Lo stile usato nel libro è molto particolare: Wade ci descrive i fatti in prima persona, alternando momenti in cui sembra vivere l’episodio in quell’istante ad altri in cui racconta la storia tipo cronaca, lasciandosi anche sfuggire talvolta qualche anticipazione. E se nelle prime 100 pagine circa questo secondo stile prevale sul primo, rendendo la narrazione leggermente statica (anche se molto interessante, dal momento che ti permette di comprendere appieno il contesto in maniera fluida e veloce), subito dopo il ritmo cresce, fino all’ultima parte che diventa quasi frenetica e ricca di colpi di scena.

Mi è piaciuto molto il fatto che i protagonisti non siano i soliti tipi bellocci e coraggiosi che si trovano sui libri, ma anzi siano molto credibili, in quanto nerd asociali e pieni di problemi nella vita reale, in cerca di evasione, ma comunque astuti e molto intelligenti.

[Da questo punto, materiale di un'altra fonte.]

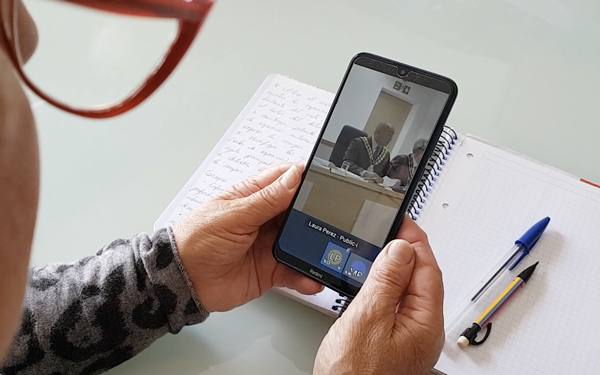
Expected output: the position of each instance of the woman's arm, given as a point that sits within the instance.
(89, 316)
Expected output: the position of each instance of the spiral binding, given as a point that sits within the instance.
(341, 304)
(435, 164)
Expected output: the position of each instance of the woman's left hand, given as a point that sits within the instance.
(226, 244)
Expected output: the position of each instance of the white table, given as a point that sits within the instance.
(528, 79)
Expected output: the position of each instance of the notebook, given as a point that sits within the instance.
(486, 197)
(474, 201)
(280, 124)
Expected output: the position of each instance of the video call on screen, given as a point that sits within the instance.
(363, 165)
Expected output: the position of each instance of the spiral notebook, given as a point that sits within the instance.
(474, 201)
(479, 200)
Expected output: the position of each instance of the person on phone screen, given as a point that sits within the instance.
(400, 171)
(94, 313)
(369, 156)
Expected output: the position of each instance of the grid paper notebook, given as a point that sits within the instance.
(475, 201)
(486, 198)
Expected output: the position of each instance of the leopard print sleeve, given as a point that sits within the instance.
(89, 316)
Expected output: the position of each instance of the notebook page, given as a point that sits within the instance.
(280, 124)
(493, 196)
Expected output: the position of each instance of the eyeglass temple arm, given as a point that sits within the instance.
(188, 10)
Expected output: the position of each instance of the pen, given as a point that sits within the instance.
(468, 336)
(523, 246)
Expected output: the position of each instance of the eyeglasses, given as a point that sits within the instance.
(188, 14)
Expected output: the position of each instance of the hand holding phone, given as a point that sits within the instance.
(384, 113)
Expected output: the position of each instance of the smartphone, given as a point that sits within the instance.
(381, 130)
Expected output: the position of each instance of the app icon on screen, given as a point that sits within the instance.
(335, 257)
(357, 268)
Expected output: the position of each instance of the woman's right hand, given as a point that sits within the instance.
(395, 325)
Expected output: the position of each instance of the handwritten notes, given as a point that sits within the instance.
(280, 124)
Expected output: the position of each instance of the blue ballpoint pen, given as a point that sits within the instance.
(522, 246)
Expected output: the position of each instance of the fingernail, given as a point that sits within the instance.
(291, 177)
(400, 251)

E con questo non voglio dire che tutti i nerd siano così, anzi, anche io un po’ mi ritengo tale, ma solo personaggi così passerebbero la loro vita su OASIS non credete?

Ed infine un altro aspetto apprezzabile è stato quello che su OASIS le amicizie che si sono create sono tutte molto forti, dovute a passioni e idee in comune, tralasciando aspetti come aspetto, colore della pelle o orientamento sessuale. Concetto che però ho trovato un pochino idealizzato, perché i pericoli della rete ci sono e li conosciamo tutti: quello che conta è tenere sempre separata la vita reale da quella virtuale, senza dimenticarci mai di vivere a fondo la prima!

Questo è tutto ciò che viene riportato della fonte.